Assez de ces analyses de troisième zone réalisées soit par des aveugles, soit par des ignorants, mais bien souvent par des menteurs.
Papon
Il est evident que la defaite americano/saoudienne en Syrie à laquelle l’Iran a participé n’est pas etrangère à ces manifestations “spontanées”.
patphil
iran, vénézuela etc. quand des gouvernements font tirer sur des manifestants à balles réelles, et que les manifestants continuent… ça donne à réfléchir, non?
alpha
On ne pourrait avoir le même raisonnement en France chômage, accueil de milliers d’immigrés, armée démunie en mission à l’étranger.
Les jeunes ah oui s’ils échappent à la Veil ils n’échapperont pas aux vaccins de la Buzyn.
Au moins ici on s’occupe d’eux…
Semper Fidelis
Je repense avec tristesse à ces années 70 où l’Iran disposait d’un état moderne, plutôt proche de l’occident, et bénéficiait de substantiels revenus grâce au pétrole…
Malheureusement, ces revenus ne redescendaient pas sur tout le monde ! A côté d’une caste de privilégiés, vivant à l’occidentale, trustant les “places” près du Shah, il y avait l’immense multitude du peuple iranien, pauvre, restée orientale et soumise à un clergé chiite qui ne souhaitait qu’une chose : se venger du Shah qui avait confisqué des terres traditionnellement réservées pour les imams…
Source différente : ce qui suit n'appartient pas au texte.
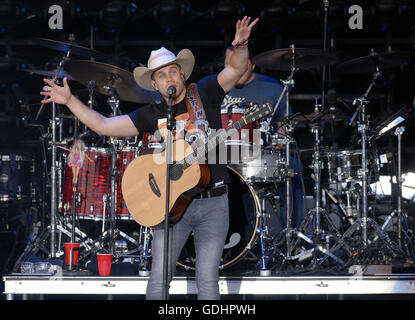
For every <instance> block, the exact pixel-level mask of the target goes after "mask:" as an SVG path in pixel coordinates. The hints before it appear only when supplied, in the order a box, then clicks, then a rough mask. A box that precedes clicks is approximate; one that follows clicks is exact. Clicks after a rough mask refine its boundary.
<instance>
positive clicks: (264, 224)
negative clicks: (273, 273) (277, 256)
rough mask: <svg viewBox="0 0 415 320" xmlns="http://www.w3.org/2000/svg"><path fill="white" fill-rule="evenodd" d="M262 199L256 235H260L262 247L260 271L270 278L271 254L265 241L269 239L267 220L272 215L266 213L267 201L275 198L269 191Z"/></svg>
mask: <svg viewBox="0 0 415 320" xmlns="http://www.w3.org/2000/svg"><path fill="white" fill-rule="evenodd" d="M259 196H260V198H261V205H260V207H261V213H260V214H259V217H260V219H261V220H260V221H261V222H260V224H259V226H258V229H257V230H256V233H257V234H259V240H260V245H261V267H260V270H259V275H260V276H270V275H271V270H270V269H268V268H267V262H268V260H269V258H270V257H269V254H267V252H268V250H267V249H268V248H267V247H266V244H265V239H267V238H268V226H267V223H266V219H268V218H270V214H269V213H267V212H266V210H265V200H266V199H269V198H273V194H270V193H269V192H267V191H264V192H263V193H262V194H261V195H259Z"/></svg>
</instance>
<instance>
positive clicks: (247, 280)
mask: <svg viewBox="0 0 415 320" xmlns="http://www.w3.org/2000/svg"><path fill="white" fill-rule="evenodd" d="M3 281H4V294H5V295H6V298H7V299H8V300H13V299H39V296H40V298H42V297H44V296H45V295H53V296H54V299H60V298H61V299H65V297H68V295H74V296H78V297H80V298H81V299H83V298H87V297H86V295H97V296H98V297H99V299H105V298H112V297H113V296H114V295H117V298H121V299H123V297H124V298H126V299H128V298H129V297H128V296H132V295H142V298H144V295H145V291H146V286H147V281H148V277H147V276H117V277H114V276H108V277H101V276H77V275H75V276H66V275H53V276H51V275H46V274H45V275H39V274H38V275H23V274H11V275H7V276H4V277H3ZM219 288H220V293H221V299H249V297H253V298H254V299H255V296H258V297H259V296H261V297H262V298H264V297H266V299H273V298H275V299H278V297H279V296H283V295H284V296H285V295H293V296H305V297H307V296H310V297H311V296H313V295H337V297H338V298H339V299H342V297H344V296H345V295H374V297H375V298H376V296H377V295H389V296H390V298H391V299H394V296H396V295H402V294H404V295H413V294H415V274H413V273H411V274H376V275H353V276H290V277H277V276H220V278H219ZM196 292H197V290H196V284H195V280H194V277H189V276H178V277H174V279H173V281H172V284H171V287H170V291H169V294H170V295H171V296H172V297H174V296H176V295H177V297H179V296H180V295H195V294H196ZM34 295H35V296H37V295H39V296H38V297H35V296H34ZM118 295H119V296H118ZM413 298H414V299H415V295H414V296H413Z"/></svg>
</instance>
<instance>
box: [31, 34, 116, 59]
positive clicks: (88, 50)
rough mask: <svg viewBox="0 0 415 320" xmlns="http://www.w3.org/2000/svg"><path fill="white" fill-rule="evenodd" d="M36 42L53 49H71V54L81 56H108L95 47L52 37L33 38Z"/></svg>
mask: <svg viewBox="0 0 415 320" xmlns="http://www.w3.org/2000/svg"><path fill="white" fill-rule="evenodd" d="M32 42H33V43H34V44H38V45H40V46H43V47H47V48H50V49H53V50H57V51H60V52H65V53H66V52H68V50H69V49H71V55H72V54H73V55H76V56H81V57H87V58H89V57H93V58H98V59H105V58H108V56H107V55H106V54H104V53H102V52H99V51H96V50H94V49H90V48H86V47H82V46H80V45H78V44H76V43H69V42H62V41H57V40H51V39H44V38H36V39H34V40H32Z"/></svg>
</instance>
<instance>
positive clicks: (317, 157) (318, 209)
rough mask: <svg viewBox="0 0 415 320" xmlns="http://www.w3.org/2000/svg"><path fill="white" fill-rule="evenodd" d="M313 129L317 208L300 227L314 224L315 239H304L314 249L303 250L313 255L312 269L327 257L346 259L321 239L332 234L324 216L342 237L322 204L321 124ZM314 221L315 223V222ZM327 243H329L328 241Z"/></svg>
mask: <svg viewBox="0 0 415 320" xmlns="http://www.w3.org/2000/svg"><path fill="white" fill-rule="evenodd" d="M311 131H312V132H313V133H314V155H313V163H312V166H313V169H314V175H313V178H314V182H315V185H314V194H315V195H314V196H315V204H316V205H315V208H312V209H310V210H308V216H307V217H305V219H304V220H303V223H302V224H301V226H300V227H299V233H301V234H303V233H305V232H307V229H308V227H309V226H310V224H312V225H313V236H312V238H313V240H311V239H309V238H308V237H306V238H304V237H303V239H304V240H305V241H306V242H308V243H309V244H311V245H312V246H313V248H312V249H310V250H307V251H305V252H303V255H306V256H307V258H308V257H310V256H311V258H312V262H311V269H313V270H314V269H316V268H317V266H318V264H319V263H321V262H322V261H324V260H325V258H327V257H330V258H332V259H333V260H334V261H336V262H337V263H339V264H341V265H344V261H343V260H341V259H340V258H338V257H337V256H335V255H334V254H332V253H331V252H330V251H329V250H328V249H327V248H323V246H322V243H321V239H322V236H323V235H324V237H325V238H326V240H329V239H328V238H329V237H330V235H328V234H326V232H325V231H324V230H323V229H322V226H321V218H322V216H323V217H324V218H325V220H326V221H327V223H328V224H329V226H330V227H331V228H332V229H333V230H334V232H335V234H336V236H337V237H340V236H341V235H340V232H339V231H338V230H337V228H336V227H335V225H334V223H333V222H332V221H331V219H330V217H329V216H328V215H327V212H326V210H325V209H324V208H323V207H322V205H321V198H322V194H321V191H322V187H321V166H322V165H321V159H320V155H321V149H320V125H319V124H315V125H313V127H312V129H311ZM313 221H314V223H313ZM326 242H327V245H328V241H326ZM318 253H322V254H323V255H325V257H323V258H321V257H320V255H319V254H318ZM297 257H298V258H299V260H304V259H305V258H304V257H303V256H302V255H300V256H297Z"/></svg>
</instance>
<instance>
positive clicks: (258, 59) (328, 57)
mask: <svg viewBox="0 0 415 320" xmlns="http://www.w3.org/2000/svg"><path fill="white" fill-rule="evenodd" d="M293 51H294V53H293ZM294 57H295V66H296V67H297V68H298V69H300V70H307V69H313V68H319V67H321V66H323V65H330V64H333V63H336V61H337V58H336V57H335V56H334V55H333V54H330V53H326V52H324V51H322V50H319V49H307V48H293V49H292V48H285V49H276V50H270V51H266V52H263V53H260V54H258V55H257V56H255V57H254V58H253V59H252V63H253V64H255V65H257V66H259V67H263V68H266V69H270V70H281V71H290V70H291V65H292V63H293V58H294Z"/></svg>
Le brûlot Khomeyni, que nous avons bien stupidement accueilli en France, allié à l’incommensurable stupidité des progressistes occidentaux, et la criminelle naïveté de l’administration Carter ont fait le reste : vieilli, malade, abandonné par ceux qu’il avait pourtant comblé de largesses (ingratitude de la nature humaine), le Shah dut laisser la place à une théocratie arriérée et criminelle…
Quand on pense à ce que fut autrefois la Perse ! Alors je crois que oui, il faut aider les iraniens à sortir de ce régime ultra-religieux pour les aider à rebâtir un état iranien moderne et allié de l’occident, pour faire contrepoids à l’Arabie saoudite qui souffle sur le feu islamiste partout où elle le peut !
Et si un jour l’Iran redevient un empire, et qu’un nouveau Shah remette de l’ordre dans son pays par des méthodes peu conformes avec la morale classique et les usages démocratiques, eh bien il faudra détourner pudiquement (et hypocritement) notre regard…
Edgar Tirol
Il est particulièrement déplacé, de la part de cet ancien ambassadeur, de tracer un parallèle entre la révolte des Iraniens et les émeutes des banlieues françaises. Les Iraniens cherchent à se libérer de la dictature islamique ; les émeutiers de nos banlieues cherchaient à l’imposer… C’est juste le contraire, mais cet “expert” n’a pas l’air de s’en apercevoir !
Slogans entendus dans ces manifestations : “Nous nous sommes trompés quand nous avons fait la révolution islamique”, “Mort à la révolution islamique !”.